Aunque algunos aún lo hayan llamado 'crisis', sin duda por automatismo verbal y pereza mental, el reciente cambio de ministros ha sido un secreto, rápido, enérgico y eficaz ataque por sorpresa. Con él Aznar ha conseguido controlar la agenda en dos aspectos principales: la selección de los temas prominentes y la gestión del tiempo. En el primer aspecto, ha quitado relieve a un balance poco brillante del semestre de presidencia europea, a la vez que, tras acusar el golpe, ha reaccionado a la huelga general. El segundo aspecto, la gestión del tiempo, no ha sido muy estudiado todavía por los politólogos contemporáneos, pero es un elemento importante de toda estrategia política.

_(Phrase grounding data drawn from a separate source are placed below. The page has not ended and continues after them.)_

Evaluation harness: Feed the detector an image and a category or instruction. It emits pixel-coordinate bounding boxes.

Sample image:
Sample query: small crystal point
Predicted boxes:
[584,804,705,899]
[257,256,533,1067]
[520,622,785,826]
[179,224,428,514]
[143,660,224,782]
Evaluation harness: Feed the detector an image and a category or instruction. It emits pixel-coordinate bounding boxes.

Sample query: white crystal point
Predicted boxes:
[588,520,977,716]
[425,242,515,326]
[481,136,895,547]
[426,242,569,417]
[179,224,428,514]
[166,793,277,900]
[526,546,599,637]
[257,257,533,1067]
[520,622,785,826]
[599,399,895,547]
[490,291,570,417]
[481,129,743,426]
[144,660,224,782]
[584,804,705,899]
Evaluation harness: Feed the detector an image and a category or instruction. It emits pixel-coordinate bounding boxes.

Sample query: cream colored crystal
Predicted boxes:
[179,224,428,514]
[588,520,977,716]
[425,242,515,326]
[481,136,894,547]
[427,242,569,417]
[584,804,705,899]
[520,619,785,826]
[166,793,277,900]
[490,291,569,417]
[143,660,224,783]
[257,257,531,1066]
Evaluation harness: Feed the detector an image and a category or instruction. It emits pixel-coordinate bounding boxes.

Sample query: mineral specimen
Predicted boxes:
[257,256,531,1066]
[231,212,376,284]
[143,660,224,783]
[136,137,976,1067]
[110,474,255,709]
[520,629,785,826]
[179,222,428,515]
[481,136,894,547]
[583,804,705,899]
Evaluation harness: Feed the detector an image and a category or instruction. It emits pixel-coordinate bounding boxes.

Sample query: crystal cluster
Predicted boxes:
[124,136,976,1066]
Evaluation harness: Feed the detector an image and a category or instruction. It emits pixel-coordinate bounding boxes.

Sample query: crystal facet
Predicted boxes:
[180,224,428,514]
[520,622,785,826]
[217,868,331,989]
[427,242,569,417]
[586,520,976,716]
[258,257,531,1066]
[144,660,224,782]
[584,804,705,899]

Lo que puede verse ahora es que, a cortísimo plazo, Aznar ha tomado la iniciativa ante el debate parlamentario sobre el estado de la nación; a medio plazo, ha lanzado algunas candidaturas clave para las elecciones municipales y autonómicas del próximo año; un poco más allá, ha mantenido la incertidumbre sobre su posible sucesor en las elecciones dentro de dos años, con lo cual ha aplazado la cojera -como dicen los americanos- que inevitablemente acaba contrayendo todo cargo público sin posibilidad de reelección. El grado de éxito de estas últimas decisiones proyectadas a un año o dos es todavía dudoso. Como queda dicho, tampoco debería esperarse mucho de este reajuste con respecto a los grandes temas -pongamos por caso el conflicto vasco. Pero en la batallita a cortísimo plazo, bien parece que -como decía Clausewitz- 'las consecuencias que trae la sorpresa son la confusión y el desaliento en las filas enemigas'.

Josep M. Colomer es profesor de investigación en ciencia política en el CSIC y en la Universitat Pompeu Fabra.